Avery: “It’s creepy.”
Me: “Ok, I can see that, but you have one in your classroom.”
Avery: “Yes ma’am, but that’s different.”
Me: “Why is that different?”
Avery: “Because I’m good at school. I’m not good at home.”
It’s hard to argue her point, because Avery is one of those children who can behave much better for other people than for her mother. At school, she is a rule follower and she takes her behavior chart seriously. If her card does get flipped from green to blue (usually for talking), it’s a big deal to her. Sometimes, it frustrates me that other people get the best behavior out of her. If I comment to a teacher about some misbehavior at home (or better yet, if a teacher happens to see us in action), she will inevitably say “Avery never acts that way at school.” Well, lucky you! On the other hand, I’m grateful not to be getting phone calls from school and poor conduct grades. Often I think about why she can reign it all in at school, but saves it all — the feelings, the outbursts, the drama, the “don’t wants,” the frustration, the selective listening — for Mom at home. Could I be more consistent and effective in my discipline of her? Absolutely! I’ll be the first to admit I do the “love” part of parenting much better than the “limits,” even though I know love and limits go hand in hand.
Without letting myself off the hook on discipline (definitely top of the New Year’s resolution list), I also think Avery lets it all out at home because I’m her safe base. In attachment theory, the young child ventures out from the parent to explore the world, and he returns to the parent when he needs help or comfort. Think about the toddler in the park who runs from his mom to the swings, but rushes back to her when the bigger kid pushes him.

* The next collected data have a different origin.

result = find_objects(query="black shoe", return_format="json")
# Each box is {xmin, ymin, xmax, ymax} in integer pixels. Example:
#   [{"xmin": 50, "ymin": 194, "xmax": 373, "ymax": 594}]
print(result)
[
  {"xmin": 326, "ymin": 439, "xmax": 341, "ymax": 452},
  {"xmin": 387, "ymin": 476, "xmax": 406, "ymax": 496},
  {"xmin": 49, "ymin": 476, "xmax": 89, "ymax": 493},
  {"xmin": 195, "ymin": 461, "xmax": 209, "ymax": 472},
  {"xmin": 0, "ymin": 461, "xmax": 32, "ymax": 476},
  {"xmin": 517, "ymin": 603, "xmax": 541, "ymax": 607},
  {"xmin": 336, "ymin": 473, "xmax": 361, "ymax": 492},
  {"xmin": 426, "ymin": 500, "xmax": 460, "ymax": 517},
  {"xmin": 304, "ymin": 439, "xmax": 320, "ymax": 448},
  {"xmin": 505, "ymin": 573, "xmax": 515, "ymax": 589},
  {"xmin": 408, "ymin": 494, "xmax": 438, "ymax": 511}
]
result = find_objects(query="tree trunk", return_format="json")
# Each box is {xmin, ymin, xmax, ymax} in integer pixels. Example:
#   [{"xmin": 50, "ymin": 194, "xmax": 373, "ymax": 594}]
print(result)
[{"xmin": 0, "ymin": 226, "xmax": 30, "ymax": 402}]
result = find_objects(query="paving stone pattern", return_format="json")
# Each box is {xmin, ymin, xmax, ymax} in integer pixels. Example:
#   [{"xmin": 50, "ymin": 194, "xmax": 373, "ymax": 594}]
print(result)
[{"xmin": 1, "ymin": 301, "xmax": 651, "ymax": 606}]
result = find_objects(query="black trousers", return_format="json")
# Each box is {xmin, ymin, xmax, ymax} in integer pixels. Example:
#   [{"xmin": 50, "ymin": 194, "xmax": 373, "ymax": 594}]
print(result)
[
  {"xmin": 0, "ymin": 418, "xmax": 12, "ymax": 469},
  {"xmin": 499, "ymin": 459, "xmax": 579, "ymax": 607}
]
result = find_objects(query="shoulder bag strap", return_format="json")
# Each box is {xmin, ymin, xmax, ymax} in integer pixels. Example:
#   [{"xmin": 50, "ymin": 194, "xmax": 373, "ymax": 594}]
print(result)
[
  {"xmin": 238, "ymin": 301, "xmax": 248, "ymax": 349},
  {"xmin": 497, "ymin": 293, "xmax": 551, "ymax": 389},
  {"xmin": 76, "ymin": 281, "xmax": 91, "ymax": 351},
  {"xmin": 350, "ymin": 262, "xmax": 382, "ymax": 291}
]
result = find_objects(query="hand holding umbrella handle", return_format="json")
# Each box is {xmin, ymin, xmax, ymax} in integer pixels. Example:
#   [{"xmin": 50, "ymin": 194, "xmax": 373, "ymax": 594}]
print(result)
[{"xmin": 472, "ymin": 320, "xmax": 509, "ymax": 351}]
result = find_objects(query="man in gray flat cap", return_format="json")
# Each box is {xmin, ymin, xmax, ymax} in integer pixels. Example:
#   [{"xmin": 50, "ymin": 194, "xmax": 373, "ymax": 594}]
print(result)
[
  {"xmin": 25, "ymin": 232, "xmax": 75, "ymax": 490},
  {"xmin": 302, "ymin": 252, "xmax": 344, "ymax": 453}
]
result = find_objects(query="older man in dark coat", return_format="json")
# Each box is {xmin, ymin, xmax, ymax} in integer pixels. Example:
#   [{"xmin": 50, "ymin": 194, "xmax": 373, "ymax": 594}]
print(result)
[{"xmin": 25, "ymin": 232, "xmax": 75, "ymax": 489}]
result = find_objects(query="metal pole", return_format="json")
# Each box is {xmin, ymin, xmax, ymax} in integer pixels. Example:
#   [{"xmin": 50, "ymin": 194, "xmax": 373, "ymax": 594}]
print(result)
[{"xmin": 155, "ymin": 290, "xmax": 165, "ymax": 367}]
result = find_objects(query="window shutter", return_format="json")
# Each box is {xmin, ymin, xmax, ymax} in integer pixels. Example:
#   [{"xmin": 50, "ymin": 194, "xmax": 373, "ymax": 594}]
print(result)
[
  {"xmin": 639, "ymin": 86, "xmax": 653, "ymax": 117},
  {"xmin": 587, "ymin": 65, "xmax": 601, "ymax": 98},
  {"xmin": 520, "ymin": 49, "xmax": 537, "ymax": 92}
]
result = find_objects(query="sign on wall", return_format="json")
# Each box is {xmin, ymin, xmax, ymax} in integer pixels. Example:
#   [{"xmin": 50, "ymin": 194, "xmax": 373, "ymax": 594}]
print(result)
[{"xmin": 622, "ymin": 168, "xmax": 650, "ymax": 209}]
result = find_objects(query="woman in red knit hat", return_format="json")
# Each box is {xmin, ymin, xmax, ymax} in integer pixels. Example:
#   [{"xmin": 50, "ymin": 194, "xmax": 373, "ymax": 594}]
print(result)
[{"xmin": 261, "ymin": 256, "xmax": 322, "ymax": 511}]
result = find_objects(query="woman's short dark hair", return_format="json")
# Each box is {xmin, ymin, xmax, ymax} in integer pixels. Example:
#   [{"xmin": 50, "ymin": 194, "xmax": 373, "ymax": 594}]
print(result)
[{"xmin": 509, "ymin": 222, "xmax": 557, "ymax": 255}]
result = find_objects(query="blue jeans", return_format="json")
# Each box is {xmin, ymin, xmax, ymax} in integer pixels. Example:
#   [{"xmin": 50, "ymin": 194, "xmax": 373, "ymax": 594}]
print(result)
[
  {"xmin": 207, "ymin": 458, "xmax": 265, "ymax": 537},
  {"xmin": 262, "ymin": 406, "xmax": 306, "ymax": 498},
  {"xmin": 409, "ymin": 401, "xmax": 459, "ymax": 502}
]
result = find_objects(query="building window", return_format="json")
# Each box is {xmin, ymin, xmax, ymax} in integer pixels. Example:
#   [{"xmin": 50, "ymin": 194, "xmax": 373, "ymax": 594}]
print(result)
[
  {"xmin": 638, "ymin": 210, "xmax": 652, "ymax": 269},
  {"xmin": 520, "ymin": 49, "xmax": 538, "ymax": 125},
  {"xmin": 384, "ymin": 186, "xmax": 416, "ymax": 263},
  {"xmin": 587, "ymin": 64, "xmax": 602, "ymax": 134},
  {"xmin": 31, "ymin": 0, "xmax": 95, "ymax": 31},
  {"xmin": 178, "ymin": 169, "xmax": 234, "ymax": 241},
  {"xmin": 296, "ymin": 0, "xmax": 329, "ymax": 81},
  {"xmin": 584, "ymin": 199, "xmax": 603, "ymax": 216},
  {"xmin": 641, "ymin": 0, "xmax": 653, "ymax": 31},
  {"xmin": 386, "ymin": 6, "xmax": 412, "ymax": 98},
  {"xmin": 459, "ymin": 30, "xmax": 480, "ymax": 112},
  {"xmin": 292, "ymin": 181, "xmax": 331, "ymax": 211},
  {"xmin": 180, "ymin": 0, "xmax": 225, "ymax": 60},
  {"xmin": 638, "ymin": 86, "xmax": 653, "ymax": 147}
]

Even as adults, we save our strongest, yuckiest feelings to share with the person we count on the most. If you have a bad day at work, you don’t cry to your boss; you call your husband or your mom or your best friend on the way home. In a way, it can be a weird compliment to a parent that his child saves his worst for home. It means the child is secure enough with you to share the good, the bad, and the ugly, because she knows you’re going to be there and she can’t run you off. You’re safe, which makes her feel safe. Even teachers can tell when children become more comfortable at school, because their behavior relaxes a little, and that’s not a bad thing. It means a trusting relationship has started.

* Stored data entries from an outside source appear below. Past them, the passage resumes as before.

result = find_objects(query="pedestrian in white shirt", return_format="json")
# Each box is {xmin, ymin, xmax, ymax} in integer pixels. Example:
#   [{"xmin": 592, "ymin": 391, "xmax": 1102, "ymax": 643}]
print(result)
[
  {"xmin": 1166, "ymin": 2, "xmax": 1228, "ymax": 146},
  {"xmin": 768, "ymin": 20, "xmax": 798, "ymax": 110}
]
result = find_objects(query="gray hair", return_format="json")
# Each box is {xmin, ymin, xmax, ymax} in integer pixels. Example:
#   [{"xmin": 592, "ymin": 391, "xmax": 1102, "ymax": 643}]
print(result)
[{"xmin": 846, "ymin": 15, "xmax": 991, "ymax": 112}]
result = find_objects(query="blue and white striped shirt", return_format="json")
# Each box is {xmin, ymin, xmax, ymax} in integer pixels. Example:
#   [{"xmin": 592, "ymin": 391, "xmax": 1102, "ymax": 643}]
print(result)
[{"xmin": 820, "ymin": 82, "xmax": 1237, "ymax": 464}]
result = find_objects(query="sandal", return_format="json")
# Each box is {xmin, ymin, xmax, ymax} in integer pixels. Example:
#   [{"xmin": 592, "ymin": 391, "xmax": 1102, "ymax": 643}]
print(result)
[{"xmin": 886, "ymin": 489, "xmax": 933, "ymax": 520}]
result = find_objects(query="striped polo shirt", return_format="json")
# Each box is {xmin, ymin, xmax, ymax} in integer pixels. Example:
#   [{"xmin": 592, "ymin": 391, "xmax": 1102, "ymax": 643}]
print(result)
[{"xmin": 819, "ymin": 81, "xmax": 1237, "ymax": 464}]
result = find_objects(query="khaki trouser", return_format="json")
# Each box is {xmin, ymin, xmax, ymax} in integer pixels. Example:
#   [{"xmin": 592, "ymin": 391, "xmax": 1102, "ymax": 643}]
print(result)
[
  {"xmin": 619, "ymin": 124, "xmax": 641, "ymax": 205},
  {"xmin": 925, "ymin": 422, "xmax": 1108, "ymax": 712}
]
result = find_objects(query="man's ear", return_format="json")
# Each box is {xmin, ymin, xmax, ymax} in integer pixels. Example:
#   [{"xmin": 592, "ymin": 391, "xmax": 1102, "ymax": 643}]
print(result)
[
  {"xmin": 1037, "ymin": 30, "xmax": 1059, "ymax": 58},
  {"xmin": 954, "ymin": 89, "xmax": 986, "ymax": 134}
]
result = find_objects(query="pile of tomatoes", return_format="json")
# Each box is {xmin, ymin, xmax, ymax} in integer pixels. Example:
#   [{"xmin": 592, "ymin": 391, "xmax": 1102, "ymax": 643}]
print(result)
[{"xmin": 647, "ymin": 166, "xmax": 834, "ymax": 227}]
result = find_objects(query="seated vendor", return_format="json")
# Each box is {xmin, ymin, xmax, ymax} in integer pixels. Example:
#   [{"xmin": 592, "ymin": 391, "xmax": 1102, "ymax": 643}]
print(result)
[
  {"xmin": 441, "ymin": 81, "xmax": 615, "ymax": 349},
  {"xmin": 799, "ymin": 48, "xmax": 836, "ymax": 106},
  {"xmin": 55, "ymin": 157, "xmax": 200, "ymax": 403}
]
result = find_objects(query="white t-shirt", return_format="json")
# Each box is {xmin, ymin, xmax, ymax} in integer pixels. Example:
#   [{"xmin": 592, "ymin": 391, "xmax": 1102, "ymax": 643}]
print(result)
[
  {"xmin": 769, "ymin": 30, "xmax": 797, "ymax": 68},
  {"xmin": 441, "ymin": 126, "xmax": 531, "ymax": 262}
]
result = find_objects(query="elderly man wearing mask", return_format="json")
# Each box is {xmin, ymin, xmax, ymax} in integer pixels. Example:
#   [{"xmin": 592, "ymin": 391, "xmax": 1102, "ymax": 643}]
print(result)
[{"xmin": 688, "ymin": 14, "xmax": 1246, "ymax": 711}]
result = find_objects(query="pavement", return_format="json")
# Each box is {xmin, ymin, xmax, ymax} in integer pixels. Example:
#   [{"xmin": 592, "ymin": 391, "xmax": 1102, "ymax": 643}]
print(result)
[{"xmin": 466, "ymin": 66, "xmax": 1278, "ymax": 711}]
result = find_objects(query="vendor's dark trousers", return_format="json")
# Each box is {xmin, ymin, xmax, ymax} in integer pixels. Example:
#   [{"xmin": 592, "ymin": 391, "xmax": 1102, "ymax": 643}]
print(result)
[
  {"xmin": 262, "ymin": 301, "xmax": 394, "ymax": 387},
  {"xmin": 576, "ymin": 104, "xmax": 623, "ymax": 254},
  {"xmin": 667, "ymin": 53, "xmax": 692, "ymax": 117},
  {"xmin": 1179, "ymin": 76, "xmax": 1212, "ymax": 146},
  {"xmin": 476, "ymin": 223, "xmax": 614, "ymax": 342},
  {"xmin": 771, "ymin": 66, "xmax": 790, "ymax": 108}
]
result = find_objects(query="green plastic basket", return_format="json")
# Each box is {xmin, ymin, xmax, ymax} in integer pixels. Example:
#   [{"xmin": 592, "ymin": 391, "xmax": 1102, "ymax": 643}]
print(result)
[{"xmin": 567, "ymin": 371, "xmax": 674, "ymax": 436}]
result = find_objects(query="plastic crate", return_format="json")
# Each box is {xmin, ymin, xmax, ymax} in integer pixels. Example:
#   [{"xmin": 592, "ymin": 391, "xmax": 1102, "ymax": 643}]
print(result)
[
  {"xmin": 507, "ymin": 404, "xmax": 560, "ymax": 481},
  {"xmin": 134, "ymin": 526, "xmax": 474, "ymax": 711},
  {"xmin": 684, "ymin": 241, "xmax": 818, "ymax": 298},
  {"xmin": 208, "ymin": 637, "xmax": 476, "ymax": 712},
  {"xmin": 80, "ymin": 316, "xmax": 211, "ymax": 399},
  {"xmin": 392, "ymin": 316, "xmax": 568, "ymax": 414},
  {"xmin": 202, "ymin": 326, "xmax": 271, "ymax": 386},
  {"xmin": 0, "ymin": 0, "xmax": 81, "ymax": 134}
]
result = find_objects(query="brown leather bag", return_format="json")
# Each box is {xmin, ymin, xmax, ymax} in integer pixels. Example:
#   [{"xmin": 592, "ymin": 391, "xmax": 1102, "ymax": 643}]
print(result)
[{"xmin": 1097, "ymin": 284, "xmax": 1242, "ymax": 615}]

My dear friend Marie Romero, mother of five, has a great response to people when they see her 4-year-old daughter acting up with her and say things like, “Camille never acts that way at school.” Marie simply says: “She knows she doesn’t have to perform for me. I’m her mom, I love her no matter what and she knows it.” On a particularly crabby day at the house this year, Avery kept muttering to herself “I want to go home.” Finally I said: “What are you talking about? You are home!” Frustrated, she said: “I mean I want to cuddle with you! YOU are my HOME!” That phrase has stuck. When Avery sighs “I want to go home” during homework, her babysitter Caroline reassures her “your home will be here in 15 minutes.” Being “home” is the best gift I could give Avery.